Durante o carnaval no Mindelo, fizeram a festa de lançamento e a reação dos habitantes surpreendeu-os porque receberam diversos elogios à qualidade do produto. O segundo grande evento em que participaram foi o Kriol Jazz Festival, na Cidade da Praia. Para eles, é importante que em primeiro lugar os cabo-verdianos gostem do produto e depois darão os próximos passos. Jérôme partilha que vão procurar inovar em termos de produto, disponibilizando um grogue envelhecido e, talvez, um spciy grogue. Para além disso, nos eventos iniciaram a venda de caipigrogue, que está a ser um sucesso. Na sua maioria, em Cabo-Verde bebe-se o grogue puro ou ponche, que é grogue misturado com melaço. 

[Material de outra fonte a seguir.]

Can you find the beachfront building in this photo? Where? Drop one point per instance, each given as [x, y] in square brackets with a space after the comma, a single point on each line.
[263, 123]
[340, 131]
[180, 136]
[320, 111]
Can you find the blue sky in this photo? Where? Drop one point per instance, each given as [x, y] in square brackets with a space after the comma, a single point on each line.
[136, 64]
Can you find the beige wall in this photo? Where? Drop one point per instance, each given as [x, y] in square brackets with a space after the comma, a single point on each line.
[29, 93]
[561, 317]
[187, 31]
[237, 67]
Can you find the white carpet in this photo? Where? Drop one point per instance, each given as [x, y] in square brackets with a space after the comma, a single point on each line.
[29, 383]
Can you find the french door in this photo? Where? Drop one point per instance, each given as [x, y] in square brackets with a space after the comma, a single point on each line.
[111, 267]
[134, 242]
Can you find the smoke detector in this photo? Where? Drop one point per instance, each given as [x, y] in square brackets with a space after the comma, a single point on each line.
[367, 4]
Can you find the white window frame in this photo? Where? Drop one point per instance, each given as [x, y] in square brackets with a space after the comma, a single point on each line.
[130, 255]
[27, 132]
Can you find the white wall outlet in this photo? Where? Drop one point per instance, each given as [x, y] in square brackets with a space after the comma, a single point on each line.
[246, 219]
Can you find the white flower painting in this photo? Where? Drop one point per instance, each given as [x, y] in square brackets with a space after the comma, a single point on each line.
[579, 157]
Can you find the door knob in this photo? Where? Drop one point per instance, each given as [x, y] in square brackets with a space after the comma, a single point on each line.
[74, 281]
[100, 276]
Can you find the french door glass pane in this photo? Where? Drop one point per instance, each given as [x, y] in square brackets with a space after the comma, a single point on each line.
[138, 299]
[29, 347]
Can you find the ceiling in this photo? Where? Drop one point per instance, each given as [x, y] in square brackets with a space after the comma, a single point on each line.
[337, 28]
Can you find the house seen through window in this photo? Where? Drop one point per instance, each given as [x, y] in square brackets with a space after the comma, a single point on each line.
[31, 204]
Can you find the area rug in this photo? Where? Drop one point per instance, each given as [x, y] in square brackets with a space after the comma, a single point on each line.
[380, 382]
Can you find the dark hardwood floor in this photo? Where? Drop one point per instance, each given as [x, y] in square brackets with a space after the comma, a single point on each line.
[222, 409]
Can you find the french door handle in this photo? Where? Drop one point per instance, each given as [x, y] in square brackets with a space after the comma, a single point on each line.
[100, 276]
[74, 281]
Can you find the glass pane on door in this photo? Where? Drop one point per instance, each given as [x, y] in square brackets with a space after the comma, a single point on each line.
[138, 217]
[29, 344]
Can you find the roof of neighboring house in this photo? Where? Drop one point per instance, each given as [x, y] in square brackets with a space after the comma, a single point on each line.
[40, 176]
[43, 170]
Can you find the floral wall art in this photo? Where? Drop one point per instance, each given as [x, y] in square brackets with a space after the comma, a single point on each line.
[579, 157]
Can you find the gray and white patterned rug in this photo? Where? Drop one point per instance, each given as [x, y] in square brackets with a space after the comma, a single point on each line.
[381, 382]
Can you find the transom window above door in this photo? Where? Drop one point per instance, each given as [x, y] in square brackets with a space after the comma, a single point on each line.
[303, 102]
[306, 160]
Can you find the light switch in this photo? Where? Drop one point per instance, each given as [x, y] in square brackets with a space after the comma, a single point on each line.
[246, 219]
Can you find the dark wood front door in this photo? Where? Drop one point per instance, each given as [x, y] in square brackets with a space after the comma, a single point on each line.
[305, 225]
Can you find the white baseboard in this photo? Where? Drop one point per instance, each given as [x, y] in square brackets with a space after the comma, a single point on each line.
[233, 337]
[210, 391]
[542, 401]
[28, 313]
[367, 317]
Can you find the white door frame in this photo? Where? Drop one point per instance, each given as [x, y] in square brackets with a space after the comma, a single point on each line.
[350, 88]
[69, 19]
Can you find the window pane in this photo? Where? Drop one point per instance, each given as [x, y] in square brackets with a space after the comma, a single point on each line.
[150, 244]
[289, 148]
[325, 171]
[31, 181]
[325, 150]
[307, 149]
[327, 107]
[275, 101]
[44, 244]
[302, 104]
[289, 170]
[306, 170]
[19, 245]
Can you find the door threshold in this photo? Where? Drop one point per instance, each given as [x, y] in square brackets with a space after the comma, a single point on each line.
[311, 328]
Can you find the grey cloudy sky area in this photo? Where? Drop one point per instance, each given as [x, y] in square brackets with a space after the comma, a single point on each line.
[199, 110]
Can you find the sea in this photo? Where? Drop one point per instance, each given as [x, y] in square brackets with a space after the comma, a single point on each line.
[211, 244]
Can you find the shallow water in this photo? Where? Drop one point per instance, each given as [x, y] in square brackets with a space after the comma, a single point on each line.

Este ano disponibilizaram no mercado mil garrafas mas espera conseguir alcançar a meta das cinco mil em breve, para mais tarde se fixaram entre as cinco mil e as 10 mil por ano. Ainda só estão a vender no mercado local, em lojas no Mindelo, Santo Antão e Cidade da Praia, em hotéis nas ilhas turísticas do Sal e Boavista e nos aeroportos internacionais, porque o “mercado local abraça também o turismo”. O próximo passo será tentarem a exportação porque Jérôme acredita que há espaço para o grogue nas prateleiras dos bares europeus e assume que gostaria que a Suíça fosse o primeiro mercado externo do Mestres das Ribeiras. Contudo, devido à dependência externa de Cabo-Verde, as redes estão facilitadas para a importação em detrimento da exportação, mas não é isso que demove Jérôme.

Mindelo será a nova casa: A Suíça o sítio de regresso

Apesar de terem optado por viver em Cabo-Verde, Jérôme mantem forte laços com a sua Suíça natal. A sua família mora no país e os seus amigos de longa data também. Por esse motivo, volta sempre à Suíça para visitá-los e fazer esqui, um desporto que gosta de fazer. 

Jérôme Cretegny tem sido um dinamizador das relações entre os dois países, porque os seus amigos suíços visitam-no e estão mais atentos a notícias sobre Cabo-Verde. O último grupo que o visitou no carnaval ficou encantado porque a cidade fica vibrante, “é um mini Rio de Janeiro”, sorri. Na sua opinião, o turismo pode servir para estreitar relações, tal como já tem acontecido nos últimos anos, particularmente no turismo de natureza, com as caminhadas e desportos radicais. 

Quando conseguir a autorização de residência no país, Jérôme Cretegny pretende comprar um terreno para construir uma casa. Dessa forma poderão concretizar o projeto de permanecerem no país, porque “queremos ficar aqui a viver”.